2. Related Work

Most research in the area of content based indexing and retrieval of multimedia information focuses on searching large video archives. These systems are similar to ours in that they use features from the visual, audio, and/or transcript data to segment and index video content. However, these systems differ in (1) their scale (they deal with large video archives such as the 600,000 hours of news owned by the BBC) and (2) in their need for precision since they are intended as professional applications. Our research focuses on devices for consumers' homes. We assume a device with limited channel tuning, storage, and processing power in order to be affordable. We also focus on content-based retrieval that consumers would want in their homes such as automatic personalization of content retrieval based on user profiles.

The following are complementary approaches to multimodal processing of visual, audio, and transcript information in video analysis. Rui et al. present an approach that uses low-level audio features to detect excited speech and hits in a baseball game. They employ a probabilistic framework for automatic "highlight" extraction [1]. Syeda-Mahmood et al. present event detection in multimedia presentations from teaching and training videos [2]. The foils (slides) are detected using visual analysis. Their system searches the audio track for phrases that appear as screen text. They employ a probabilistic model that exploits the co-occurrence of visual and audio events.

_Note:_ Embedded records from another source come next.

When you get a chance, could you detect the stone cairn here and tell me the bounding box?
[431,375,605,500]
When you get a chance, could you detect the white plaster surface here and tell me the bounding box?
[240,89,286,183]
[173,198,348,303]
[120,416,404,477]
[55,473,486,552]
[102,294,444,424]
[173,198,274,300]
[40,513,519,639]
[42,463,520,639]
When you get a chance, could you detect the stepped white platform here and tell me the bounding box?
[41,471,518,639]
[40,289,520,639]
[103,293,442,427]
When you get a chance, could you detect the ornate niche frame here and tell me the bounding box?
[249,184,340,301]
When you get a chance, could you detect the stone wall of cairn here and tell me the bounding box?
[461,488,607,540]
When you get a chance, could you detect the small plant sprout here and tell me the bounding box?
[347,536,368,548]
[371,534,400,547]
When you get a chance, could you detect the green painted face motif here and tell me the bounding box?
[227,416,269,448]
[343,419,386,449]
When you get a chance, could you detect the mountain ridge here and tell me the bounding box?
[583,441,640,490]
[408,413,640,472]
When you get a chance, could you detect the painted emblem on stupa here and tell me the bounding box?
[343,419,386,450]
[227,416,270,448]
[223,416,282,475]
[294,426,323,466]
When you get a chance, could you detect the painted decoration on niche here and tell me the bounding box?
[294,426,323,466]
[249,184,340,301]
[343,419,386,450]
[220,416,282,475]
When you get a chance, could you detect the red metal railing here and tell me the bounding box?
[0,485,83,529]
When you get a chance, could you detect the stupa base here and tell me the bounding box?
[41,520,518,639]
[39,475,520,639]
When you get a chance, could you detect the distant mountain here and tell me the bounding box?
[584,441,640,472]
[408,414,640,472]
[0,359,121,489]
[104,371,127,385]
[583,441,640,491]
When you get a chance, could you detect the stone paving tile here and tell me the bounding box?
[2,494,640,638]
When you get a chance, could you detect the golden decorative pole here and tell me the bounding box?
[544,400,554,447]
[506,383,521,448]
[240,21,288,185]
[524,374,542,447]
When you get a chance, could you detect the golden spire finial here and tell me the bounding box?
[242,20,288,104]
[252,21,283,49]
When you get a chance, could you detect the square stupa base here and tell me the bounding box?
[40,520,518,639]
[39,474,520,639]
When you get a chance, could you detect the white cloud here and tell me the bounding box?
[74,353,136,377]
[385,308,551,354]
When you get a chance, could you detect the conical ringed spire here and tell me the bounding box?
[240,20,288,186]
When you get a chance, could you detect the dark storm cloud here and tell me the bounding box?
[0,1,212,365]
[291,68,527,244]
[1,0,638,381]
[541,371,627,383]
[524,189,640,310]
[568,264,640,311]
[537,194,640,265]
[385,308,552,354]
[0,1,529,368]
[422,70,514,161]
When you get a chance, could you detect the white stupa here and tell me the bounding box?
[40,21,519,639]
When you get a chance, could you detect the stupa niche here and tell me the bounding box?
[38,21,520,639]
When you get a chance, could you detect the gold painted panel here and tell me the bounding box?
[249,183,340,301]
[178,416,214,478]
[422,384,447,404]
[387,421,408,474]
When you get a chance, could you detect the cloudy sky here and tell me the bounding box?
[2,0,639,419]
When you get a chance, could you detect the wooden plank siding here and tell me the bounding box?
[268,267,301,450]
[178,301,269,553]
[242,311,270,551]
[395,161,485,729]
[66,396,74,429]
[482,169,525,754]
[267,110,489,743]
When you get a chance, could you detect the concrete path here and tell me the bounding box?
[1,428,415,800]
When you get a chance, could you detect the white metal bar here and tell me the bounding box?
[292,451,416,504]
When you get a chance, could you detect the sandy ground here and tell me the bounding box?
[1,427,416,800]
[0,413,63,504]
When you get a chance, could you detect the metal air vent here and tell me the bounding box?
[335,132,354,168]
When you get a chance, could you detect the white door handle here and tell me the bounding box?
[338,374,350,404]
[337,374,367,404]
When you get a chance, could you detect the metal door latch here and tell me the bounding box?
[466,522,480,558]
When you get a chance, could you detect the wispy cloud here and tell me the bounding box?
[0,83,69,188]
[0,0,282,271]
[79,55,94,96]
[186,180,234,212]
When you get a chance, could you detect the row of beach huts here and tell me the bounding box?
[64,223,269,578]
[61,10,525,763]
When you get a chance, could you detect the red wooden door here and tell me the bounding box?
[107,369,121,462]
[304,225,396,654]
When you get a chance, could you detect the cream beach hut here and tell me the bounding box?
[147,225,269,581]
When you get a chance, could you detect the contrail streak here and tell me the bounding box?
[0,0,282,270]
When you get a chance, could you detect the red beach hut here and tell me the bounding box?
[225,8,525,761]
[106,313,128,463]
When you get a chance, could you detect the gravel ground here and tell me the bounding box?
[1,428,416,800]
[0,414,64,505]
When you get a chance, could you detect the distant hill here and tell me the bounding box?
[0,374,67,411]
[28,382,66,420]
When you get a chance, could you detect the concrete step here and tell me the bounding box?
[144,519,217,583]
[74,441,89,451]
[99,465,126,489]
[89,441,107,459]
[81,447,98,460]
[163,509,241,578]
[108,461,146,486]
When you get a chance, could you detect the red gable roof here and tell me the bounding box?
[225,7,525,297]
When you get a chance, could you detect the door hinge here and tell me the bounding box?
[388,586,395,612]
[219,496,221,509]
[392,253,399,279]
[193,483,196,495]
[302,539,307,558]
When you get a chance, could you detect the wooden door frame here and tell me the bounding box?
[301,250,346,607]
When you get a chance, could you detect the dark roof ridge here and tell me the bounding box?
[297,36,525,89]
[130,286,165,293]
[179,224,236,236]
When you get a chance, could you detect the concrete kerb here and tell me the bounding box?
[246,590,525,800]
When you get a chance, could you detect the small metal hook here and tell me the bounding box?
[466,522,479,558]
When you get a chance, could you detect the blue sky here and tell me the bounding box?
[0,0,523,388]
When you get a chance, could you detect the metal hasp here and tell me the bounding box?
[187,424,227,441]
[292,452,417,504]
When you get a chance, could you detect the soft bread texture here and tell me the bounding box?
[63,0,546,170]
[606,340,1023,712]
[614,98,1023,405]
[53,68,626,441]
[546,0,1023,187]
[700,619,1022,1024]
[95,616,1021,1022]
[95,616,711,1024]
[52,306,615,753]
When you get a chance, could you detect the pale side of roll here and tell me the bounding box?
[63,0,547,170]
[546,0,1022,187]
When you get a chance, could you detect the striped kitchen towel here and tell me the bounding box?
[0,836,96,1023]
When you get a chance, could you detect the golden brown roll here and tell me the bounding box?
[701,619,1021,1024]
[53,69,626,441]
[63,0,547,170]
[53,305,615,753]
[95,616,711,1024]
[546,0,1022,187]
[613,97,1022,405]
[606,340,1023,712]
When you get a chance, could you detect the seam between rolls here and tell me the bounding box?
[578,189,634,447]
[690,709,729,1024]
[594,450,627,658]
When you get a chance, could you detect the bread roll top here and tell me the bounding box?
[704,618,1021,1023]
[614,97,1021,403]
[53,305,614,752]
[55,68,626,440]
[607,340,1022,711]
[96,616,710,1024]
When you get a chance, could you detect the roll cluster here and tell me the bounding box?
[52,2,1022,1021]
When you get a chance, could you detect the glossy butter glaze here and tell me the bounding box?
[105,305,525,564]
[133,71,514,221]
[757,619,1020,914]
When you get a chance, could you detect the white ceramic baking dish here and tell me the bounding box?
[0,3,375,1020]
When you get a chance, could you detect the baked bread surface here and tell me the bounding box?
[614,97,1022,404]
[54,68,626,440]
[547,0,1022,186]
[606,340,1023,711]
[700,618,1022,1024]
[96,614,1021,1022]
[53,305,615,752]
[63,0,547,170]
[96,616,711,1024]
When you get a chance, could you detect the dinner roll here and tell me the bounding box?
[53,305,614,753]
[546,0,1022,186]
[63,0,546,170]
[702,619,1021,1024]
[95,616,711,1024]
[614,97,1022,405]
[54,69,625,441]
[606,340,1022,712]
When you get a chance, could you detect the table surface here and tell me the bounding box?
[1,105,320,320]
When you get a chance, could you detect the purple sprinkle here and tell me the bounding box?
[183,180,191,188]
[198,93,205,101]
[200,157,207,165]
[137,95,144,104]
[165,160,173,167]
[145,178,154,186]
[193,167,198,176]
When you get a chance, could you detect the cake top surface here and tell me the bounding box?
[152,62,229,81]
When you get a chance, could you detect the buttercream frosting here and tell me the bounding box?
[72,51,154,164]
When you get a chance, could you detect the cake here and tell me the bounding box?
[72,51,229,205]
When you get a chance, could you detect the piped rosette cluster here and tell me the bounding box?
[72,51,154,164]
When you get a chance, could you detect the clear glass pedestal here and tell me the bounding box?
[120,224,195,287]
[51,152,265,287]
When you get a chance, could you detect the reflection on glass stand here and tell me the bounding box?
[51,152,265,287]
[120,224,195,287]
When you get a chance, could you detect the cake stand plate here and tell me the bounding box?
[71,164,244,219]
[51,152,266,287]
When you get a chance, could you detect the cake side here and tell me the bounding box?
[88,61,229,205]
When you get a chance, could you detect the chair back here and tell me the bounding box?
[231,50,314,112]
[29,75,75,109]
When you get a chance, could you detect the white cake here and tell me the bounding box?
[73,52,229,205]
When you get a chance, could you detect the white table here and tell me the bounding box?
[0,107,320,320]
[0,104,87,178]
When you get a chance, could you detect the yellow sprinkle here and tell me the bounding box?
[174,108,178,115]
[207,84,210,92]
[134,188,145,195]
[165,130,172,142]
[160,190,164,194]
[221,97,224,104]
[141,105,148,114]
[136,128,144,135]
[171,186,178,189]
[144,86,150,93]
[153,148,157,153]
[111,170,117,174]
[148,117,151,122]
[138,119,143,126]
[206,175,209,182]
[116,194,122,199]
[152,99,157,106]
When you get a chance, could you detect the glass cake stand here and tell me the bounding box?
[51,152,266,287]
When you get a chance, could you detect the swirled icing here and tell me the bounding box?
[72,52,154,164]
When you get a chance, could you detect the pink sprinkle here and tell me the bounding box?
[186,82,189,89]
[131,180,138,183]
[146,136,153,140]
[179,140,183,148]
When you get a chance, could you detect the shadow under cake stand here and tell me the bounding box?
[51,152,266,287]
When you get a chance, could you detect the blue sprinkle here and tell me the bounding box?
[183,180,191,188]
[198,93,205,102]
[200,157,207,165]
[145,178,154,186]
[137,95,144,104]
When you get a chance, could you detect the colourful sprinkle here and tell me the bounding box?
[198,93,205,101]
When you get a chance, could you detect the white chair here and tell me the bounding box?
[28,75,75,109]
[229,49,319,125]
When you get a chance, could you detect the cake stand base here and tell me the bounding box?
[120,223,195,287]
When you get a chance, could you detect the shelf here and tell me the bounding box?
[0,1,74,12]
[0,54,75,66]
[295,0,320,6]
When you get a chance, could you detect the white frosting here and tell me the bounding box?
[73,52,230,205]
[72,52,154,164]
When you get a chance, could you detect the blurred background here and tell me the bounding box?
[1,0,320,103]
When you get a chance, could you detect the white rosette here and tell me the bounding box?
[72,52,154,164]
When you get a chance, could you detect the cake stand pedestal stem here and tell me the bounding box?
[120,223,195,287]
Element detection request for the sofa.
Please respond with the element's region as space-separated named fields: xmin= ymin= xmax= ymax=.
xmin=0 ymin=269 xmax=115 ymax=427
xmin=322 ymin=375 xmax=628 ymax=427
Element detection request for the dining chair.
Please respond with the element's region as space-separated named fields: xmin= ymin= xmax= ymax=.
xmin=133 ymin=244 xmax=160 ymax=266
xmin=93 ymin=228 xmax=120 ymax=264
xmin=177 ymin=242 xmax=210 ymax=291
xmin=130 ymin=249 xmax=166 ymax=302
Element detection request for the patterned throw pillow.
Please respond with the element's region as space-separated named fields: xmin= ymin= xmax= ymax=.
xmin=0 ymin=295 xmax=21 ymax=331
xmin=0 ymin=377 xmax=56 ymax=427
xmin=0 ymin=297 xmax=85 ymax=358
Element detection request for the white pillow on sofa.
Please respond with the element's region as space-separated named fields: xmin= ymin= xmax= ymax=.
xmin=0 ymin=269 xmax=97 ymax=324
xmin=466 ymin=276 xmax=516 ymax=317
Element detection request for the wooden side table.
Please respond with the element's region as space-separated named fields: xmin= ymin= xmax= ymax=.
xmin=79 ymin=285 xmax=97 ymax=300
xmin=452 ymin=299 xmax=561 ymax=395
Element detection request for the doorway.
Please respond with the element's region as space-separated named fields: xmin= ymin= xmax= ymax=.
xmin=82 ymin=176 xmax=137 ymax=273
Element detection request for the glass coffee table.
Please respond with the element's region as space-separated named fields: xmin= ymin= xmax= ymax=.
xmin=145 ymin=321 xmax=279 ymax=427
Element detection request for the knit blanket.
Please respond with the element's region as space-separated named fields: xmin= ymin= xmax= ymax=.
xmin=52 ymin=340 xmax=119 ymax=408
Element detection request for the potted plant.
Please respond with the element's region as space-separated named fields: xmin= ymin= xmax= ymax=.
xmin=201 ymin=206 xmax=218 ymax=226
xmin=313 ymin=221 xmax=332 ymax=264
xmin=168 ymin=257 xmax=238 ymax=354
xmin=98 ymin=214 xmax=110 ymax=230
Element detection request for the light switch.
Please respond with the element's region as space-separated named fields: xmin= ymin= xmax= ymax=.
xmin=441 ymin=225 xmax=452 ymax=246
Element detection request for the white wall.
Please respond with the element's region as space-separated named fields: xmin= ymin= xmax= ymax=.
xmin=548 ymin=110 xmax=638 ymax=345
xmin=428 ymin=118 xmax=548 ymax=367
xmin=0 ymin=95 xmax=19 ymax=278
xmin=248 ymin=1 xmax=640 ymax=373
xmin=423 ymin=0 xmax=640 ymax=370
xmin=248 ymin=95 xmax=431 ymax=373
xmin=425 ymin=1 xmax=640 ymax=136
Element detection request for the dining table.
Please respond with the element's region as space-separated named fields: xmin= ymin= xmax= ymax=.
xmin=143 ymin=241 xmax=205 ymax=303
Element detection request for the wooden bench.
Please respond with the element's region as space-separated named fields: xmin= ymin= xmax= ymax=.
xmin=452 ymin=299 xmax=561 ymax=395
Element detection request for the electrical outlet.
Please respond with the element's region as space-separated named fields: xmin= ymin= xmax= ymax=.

Another approach based on the observation that semantic concepts in videos interact and appear in context was proposed by Naphade [3]. To model this contextual interaction explicitly, a probabilistic graphical network of multijects or a multinet was proposed. Using probabilistic models for multijects, "rocks", "sky", "snow", "water-body" and "forestry/greenery" and using a factor graph as the multinet, they built a framework for semantic indexing.

Reported systems for content-based access to images and video include Query-By-Image-and Video-Content (QBIC) [4], VisualGrep [5], DVL of AT&T, InforMedia [6], VideoQ [7], MoCA [8], Vibe [9] and CONIVAS [10]. In particular, the InforMedia, MoCA, and VideoQ systems are more related to Video Scouting. The InforMedia project is a digital video library system containing methods to create a short synopsis of each video primarily based on speech recognition, natural language understanding, and caption text. The MoCA project is designed to provide content-based access to a movie database. Besides segmenting movies into salient shots and generating an abstract of the movie, the system detects and recognizes title credits and performs audio analysis. The VideoQ system classifies videos using compressed domain analysis consisting of three modules: parsing, visualization, and authoring.